Background in energy sustainability
Sustainable energy is the ideal that society should serve its energy needs without negatively impacting future generations, and which various organizations, governments, and individuals have been advocating. To meet this ideal, efficiency improvements are required in three aspects of the energy ecosystem:
Since our need for energy generation and storage are driven by our demand, more efficient ways of consuming energy can drive large improvements in energy sustainability. Efforts in sustainable energy consumption can be classified at a high level by the three following categories:
- Recycle: Capture and recover wasted energy to do more work, that would otherwise be lost as heat.

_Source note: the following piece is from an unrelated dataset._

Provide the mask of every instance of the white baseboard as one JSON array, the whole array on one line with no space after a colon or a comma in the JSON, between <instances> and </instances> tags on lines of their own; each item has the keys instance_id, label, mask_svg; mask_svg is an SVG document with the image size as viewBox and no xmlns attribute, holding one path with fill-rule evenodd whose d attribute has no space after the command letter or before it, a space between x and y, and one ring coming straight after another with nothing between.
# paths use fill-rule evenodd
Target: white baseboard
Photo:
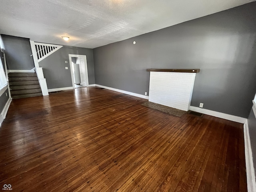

- Reuse: Amortize the cost of energy generation, storage, and delivery by sharing energy and its infrastructure among different loads.
- Reduce: Reduce demand for energy by doing more work with less energy (improve consumption efficiency), or not doing the work at all by changing behavior.
Many efforts in making energy consumption more sustainable are focused on the "reduce" theme for unpredictable and dynamic workloads (which are commonly encountered in computing). This can be considered as power management. These efforts can be lumped into two general approaches, which are not specific to computing, but commonly applied in that domain:
- Idle power-down: This technique exploits gaps in workload demand to shut off components that are idle. When shut down, components cannot do any useful work. The problems unique to this approach are: (1) it costs time and energy to transition between active and idle power-down states, (2) no work can be done in the off state, so power-up must be done to handle a request, and (3) predicting idle periods and adapting appropriately by choosing the right power state at any moment is difficult.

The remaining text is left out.